En la música escogida, en la que quizá juegue un papel tan importante como accidental el propio repertorio de Gala, también podrían encontrarse bonitos discursos. Desde las preguntas sin respuesta de la música de Arvo Pärt, con las que se inician las primeras escenas, hasta la música de Marjan Mozetich que acompaña el trayecto final del film, a modo de línea recta ascendente, una música aún sin respuestas pero profundamente enamorada del camino que recorre. Quizá en esa banda sonora se encuentren, pues, muchas de las expresiones a las que aspira la película en sus propias formas.
Y en esa utilización de la música clásica como instrumento narrativo quizás se cuelen las principales grietas de una película que, por otra parte, continúa siendo a todas luces apasionante.
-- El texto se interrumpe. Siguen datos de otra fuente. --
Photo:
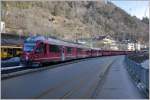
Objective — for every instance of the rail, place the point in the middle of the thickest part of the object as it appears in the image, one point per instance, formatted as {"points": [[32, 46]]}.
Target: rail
{"points": [[139, 74]]}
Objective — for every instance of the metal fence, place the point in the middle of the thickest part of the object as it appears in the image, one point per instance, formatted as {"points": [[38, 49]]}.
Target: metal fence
{"points": [[139, 74]]}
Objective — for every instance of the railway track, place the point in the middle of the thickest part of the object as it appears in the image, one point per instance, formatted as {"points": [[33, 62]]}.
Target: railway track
{"points": [[9, 72]]}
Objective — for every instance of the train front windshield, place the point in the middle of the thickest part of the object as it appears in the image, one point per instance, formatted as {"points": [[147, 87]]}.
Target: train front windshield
{"points": [[28, 47]]}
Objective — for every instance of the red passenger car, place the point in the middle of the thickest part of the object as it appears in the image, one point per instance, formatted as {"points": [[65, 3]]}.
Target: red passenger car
{"points": [[38, 50]]}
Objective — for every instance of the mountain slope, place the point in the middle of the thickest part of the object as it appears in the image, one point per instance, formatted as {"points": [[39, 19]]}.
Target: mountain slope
{"points": [[72, 19]]}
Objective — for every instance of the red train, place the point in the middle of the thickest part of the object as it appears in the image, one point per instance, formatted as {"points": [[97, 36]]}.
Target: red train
{"points": [[38, 50]]}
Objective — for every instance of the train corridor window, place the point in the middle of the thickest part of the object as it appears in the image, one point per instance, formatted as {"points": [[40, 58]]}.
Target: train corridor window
{"points": [[54, 48], [69, 49]]}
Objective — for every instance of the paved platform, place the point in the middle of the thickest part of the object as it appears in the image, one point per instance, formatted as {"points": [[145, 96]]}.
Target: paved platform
{"points": [[117, 84], [103, 77]]}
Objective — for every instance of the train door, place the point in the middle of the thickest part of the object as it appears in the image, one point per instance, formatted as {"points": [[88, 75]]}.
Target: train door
{"points": [[41, 51], [63, 54]]}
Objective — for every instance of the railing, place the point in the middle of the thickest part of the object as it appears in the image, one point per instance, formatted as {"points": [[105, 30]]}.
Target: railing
{"points": [[139, 74]]}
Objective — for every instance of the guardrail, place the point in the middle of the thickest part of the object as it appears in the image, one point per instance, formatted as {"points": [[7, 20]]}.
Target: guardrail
{"points": [[139, 74]]}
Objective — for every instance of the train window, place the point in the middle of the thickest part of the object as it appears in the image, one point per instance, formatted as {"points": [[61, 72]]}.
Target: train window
{"points": [[29, 46], [54, 48], [69, 49], [41, 48], [79, 49]]}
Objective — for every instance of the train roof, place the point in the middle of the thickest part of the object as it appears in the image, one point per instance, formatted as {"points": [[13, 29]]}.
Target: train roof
{"points": [[55, 41]]}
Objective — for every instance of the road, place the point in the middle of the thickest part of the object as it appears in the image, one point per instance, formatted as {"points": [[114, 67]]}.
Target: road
{"points": [[103, 77]]}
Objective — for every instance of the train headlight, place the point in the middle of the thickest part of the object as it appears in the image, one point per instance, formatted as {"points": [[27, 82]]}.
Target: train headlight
{"points": [[27, 57]]}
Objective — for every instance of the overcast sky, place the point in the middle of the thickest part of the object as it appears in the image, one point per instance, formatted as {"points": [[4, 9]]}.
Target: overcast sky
{"points": [[138, 8]]}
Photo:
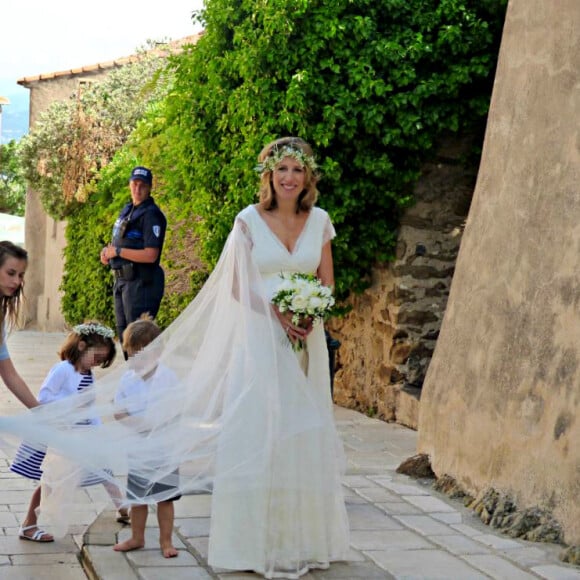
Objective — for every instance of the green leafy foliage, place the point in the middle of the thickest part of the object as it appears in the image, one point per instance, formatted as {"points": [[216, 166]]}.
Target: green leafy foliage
{"points": [[12, 181], [74, 139], [373, 85]]}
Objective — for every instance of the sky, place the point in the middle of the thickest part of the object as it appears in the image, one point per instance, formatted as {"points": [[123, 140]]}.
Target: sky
{"points": [[37, 36]]}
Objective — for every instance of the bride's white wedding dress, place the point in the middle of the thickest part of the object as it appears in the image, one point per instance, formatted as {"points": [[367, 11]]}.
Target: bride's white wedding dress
{"points": [[295, 519], [245, 416]]}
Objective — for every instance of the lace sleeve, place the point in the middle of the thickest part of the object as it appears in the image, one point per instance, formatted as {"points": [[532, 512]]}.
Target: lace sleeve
{"points": [[245, 230], [329, 232]]}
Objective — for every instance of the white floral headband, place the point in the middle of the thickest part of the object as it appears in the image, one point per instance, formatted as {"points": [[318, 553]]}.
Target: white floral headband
{"points": [[286, 151], [94, 328]]}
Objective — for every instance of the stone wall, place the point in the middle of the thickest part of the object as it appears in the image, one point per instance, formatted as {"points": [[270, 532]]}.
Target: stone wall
{"points": [[500, 406], [388, 338]]}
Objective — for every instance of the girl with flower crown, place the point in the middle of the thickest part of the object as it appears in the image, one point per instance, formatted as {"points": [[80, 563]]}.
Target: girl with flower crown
{"points": [[87, 346], [248, 417]]}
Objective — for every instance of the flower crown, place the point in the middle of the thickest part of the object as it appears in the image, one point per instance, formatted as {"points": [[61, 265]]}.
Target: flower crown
{"points": [[94, 328], [278, 154]]}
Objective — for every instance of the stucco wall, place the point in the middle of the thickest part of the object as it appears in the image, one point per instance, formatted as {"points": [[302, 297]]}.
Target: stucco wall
{"points": [[501, 399]]}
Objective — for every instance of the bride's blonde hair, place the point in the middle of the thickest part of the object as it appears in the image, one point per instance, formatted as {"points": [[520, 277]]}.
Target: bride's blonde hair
{"points": [[269, 157]]}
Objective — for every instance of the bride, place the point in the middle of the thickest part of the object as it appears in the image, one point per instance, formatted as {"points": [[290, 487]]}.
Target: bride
{"points": [[248, 417]]}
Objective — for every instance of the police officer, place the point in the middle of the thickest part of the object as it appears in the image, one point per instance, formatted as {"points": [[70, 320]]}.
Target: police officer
{"points": [[134, 254]]}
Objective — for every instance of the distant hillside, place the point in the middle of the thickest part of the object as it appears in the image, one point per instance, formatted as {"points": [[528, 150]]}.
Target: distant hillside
{"points": [[14, 115]]}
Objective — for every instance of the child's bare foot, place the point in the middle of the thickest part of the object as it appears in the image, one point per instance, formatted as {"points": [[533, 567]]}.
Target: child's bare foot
{"points": [[169, 551], [128, 545]]}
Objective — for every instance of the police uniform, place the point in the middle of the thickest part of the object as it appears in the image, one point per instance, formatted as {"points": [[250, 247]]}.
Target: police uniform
{"points": [[138, 286]]}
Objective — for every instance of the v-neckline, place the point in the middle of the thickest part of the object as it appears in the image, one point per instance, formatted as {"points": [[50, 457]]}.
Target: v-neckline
{"points": [[275, 236]]}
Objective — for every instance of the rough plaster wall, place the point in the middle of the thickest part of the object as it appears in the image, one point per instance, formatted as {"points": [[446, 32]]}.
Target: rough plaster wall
{"points": [[501, 399]]}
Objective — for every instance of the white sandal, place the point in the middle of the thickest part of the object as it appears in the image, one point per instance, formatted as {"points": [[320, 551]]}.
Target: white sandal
{"points": [[36, 537]]}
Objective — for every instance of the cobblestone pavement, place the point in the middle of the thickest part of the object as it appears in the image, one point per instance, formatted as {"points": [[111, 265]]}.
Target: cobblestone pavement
{"points": [[400, 528]]}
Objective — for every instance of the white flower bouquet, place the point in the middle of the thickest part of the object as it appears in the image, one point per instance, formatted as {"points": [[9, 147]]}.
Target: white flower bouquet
{"points": [[305, 297]]}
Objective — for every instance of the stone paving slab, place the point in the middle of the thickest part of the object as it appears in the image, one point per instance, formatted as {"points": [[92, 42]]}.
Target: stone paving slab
{"points": [[400, 528]]}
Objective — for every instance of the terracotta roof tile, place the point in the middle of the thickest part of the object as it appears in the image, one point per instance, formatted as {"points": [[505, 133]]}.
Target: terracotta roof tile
{"points": [[174, 46]]}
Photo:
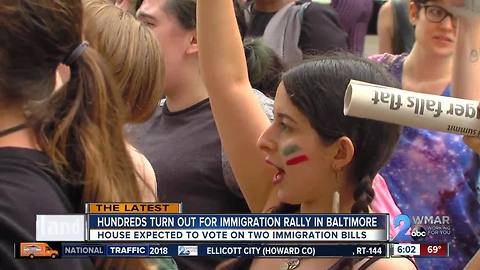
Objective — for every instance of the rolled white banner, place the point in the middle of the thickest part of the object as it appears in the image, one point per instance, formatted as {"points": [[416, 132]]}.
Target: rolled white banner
{"points": [[406, 108]]}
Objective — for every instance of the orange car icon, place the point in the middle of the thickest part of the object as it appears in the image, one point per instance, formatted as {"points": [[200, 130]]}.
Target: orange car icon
{"points": [[33, 250]]}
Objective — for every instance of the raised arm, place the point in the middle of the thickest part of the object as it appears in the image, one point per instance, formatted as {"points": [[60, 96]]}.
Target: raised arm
{"points": [[466, 73], [385, 28], [239, 117]]}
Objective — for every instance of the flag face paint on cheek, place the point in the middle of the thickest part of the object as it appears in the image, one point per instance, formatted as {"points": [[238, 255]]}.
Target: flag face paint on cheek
{"points": [[292, 150]]}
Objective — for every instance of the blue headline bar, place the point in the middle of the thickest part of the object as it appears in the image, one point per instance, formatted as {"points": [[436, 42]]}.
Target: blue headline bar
{"points": [[266, 221], [224, 250]]}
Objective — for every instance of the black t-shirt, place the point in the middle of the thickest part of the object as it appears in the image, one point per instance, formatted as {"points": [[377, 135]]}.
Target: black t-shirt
{"points": [[321, 29], [185, 152], [28, 186]]}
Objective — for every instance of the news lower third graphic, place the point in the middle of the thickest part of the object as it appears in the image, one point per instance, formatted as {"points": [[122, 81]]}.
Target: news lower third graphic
{"points": [[422, 228], [161, 229]]}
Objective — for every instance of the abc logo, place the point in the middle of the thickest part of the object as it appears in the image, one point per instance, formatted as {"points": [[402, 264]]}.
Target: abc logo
{"points": [[419, 233]]}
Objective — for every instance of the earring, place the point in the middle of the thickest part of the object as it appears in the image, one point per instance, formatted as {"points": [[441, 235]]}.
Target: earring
{"points": [[336, 202], [336, 197]]}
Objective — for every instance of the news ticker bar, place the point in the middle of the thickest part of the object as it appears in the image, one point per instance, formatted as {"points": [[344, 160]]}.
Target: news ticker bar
{"points": [[423, 250], [66, 250], [59, 250]]}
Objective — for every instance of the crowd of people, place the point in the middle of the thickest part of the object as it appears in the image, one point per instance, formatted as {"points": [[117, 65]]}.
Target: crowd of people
{"points": [[207, 102]]}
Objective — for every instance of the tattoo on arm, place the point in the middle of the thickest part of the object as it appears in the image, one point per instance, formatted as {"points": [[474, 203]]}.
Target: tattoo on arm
{"points": [[474, 55]]}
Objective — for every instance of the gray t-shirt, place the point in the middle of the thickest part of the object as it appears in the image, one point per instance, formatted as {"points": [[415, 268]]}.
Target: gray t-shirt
{"points": [[185, 151]]}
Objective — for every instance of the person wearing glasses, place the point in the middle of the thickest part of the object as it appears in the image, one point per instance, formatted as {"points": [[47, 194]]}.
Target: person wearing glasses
{"points": [[435, 173]]}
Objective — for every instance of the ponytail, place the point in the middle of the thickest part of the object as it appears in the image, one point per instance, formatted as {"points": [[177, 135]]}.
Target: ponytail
{"points": [[83, 134], [264, 67]]}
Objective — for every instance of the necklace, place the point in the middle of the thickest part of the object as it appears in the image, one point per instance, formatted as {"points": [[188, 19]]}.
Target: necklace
{"points": [[13, 129], [292, 263]]}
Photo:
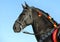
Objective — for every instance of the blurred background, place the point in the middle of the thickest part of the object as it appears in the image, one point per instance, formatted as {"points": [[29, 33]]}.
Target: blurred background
{"points": [[11, 9]]}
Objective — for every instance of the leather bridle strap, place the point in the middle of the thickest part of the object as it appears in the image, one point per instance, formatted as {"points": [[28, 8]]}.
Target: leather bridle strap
{"points": [[54, 35]]}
La evidencia de las formas quizás sea el gran obstáculo que no puede vencer la ensimismada mirada de Barrero ante las cosas. La música de Pärt, la textura documental con la que el filme comienza acercándose a la peregrina leyenda de la orquídea, el excesivo recalcado de las figuras con las que se buscan paralelismos con la pintura de Gustave Courbet… Las formas artísticas con las que dialoga La jungla interior a veces se superponen sobre ésta y, en lugar del diálogo, en lugar de complementar el discurso, lo fagocitan, como si la película fuera capaz de hablar gracias a esos elementos y no a través de ellos.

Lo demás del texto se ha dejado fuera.